Additionally, this paper has shown that TTOs have a built-in conflict with researchers. One component traditionally used in measuring a TTOs success is IP disclosures, whereas a researcher’s success is measured in published academic papers. This is an internal conflict at the heart of TTOs and further analysis of this conflict is needed. Future studies should focus on researchers’ education, which will help to explain the researchers’ impact on IP disclosure to their institute and for their career success.
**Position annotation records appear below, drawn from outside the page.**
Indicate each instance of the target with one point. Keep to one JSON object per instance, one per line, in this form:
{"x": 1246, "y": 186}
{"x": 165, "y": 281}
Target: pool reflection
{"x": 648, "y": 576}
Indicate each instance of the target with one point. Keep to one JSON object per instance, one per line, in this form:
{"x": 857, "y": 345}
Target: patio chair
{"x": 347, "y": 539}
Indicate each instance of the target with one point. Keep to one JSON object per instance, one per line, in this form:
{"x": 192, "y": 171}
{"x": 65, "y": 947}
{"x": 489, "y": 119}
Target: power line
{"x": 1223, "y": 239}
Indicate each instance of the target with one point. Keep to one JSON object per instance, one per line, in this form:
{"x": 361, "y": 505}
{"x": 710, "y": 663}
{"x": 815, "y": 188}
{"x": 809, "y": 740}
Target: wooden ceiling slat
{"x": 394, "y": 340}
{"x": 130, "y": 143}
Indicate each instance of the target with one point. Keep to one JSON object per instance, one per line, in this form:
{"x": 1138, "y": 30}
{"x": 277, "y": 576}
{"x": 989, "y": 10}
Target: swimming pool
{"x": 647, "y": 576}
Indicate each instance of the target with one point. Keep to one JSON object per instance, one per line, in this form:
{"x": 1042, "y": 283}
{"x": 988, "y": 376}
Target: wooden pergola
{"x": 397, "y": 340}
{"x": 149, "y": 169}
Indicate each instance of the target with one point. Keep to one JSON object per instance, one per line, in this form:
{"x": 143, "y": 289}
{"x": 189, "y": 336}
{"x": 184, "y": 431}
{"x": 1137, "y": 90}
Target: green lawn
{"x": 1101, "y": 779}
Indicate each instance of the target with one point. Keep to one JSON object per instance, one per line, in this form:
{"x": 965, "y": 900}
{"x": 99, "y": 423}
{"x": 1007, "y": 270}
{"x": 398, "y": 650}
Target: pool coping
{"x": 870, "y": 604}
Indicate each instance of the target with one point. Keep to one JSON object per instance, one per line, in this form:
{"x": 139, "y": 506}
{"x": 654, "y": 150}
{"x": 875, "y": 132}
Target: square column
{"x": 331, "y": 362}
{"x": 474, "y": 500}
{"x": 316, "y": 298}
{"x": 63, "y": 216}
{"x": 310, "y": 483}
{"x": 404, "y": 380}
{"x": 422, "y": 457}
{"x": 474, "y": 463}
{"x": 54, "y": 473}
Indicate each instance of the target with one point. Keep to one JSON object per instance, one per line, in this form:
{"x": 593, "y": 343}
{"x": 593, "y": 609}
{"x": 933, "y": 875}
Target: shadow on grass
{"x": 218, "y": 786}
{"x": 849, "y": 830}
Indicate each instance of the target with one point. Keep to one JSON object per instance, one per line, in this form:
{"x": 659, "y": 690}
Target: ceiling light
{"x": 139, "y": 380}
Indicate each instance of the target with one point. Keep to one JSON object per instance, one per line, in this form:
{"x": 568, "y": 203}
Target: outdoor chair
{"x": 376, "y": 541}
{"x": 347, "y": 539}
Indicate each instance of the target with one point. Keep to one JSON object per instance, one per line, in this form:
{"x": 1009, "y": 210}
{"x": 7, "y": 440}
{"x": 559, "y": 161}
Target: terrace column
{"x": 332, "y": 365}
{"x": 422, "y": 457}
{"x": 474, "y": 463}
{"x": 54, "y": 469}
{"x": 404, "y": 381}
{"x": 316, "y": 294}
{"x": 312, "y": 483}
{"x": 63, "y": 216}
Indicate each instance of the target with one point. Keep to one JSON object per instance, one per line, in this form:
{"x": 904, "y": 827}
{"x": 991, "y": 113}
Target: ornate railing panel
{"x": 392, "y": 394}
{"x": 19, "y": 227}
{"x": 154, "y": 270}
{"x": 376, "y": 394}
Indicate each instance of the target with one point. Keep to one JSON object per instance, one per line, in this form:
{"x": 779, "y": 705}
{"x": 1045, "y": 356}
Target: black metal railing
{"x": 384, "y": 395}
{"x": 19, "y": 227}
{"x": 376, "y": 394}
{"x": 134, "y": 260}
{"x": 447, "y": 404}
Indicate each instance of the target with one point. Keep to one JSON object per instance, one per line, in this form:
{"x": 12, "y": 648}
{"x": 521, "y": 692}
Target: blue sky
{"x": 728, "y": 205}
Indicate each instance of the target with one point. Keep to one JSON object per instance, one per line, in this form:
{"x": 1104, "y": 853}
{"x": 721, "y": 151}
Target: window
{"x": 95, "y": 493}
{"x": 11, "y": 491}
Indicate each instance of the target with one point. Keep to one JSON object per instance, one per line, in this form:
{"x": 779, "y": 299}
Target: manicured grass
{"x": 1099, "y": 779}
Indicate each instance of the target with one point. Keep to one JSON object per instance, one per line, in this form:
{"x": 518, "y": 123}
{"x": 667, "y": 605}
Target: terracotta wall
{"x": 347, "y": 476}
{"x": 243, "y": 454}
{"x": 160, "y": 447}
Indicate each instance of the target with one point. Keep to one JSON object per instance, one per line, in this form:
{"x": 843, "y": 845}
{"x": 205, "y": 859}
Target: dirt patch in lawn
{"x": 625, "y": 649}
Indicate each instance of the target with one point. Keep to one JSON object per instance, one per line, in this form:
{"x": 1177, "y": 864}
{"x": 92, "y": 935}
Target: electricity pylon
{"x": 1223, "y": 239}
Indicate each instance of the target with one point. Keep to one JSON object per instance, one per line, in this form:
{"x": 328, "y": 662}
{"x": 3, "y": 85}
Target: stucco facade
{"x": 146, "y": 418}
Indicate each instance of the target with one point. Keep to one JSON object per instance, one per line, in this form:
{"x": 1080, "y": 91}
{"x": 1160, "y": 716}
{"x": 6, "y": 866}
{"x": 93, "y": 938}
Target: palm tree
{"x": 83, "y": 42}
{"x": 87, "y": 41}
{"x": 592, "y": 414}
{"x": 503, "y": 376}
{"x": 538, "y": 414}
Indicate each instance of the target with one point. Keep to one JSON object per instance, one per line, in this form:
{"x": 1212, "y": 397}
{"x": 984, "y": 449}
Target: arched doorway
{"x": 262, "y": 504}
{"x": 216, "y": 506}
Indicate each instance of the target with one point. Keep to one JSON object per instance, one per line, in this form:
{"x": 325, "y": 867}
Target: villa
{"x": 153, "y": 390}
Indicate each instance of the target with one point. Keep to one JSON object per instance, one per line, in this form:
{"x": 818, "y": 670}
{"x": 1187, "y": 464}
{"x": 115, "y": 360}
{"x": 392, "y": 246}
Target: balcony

In addition, developing a university incentives model that would act to influence researcher motivation is needed, as well as building TTO teams focused on entrepreneurship, while sharing and maintaining a common language with researchers.

This study is not exempt from limitations. First, we do not measure indicator information on the efficiency of TTOs, for example, patents, licenses, spin-offs, revenues etc. It would be interesting to measure these variables which could serve as subsidies to create a model that would determine the success of TTOs. In addition, this study carried out an exploratory analysis on the factors that influence the efficiency of TTOs, we can see the factors that compose how they can be improved in order to carry out the validation of the scale used.

Another aspect of this paper that merits future research is our observations of best practices. In determining a suite of best practices to overcome barriers to TTOs success, we have identified that the most common solutions are employing staff with appropriate skills and experience, using external service providers where these are not present, strong networks, internally and with industries, to overcome barriers in the commercialization phase, and adequate funding in all phases—a critical and shared barrier for TTOs in both developed and developing economies.

Future research should be dedicated to developing and deepening our understanding of the similarities and differences experienced by TTOs in developed and developing economies as identified in this paper, with a major focus on funding streams. While TTOs from developing and developed economies have no solutions to most barriers, focusing future research on the most crucial barriers, such as funding streams and options, which is a shared problem for all TTOs, has the potential to have the widest impact for understanding how to facilitate the success of TTOs regardless of region.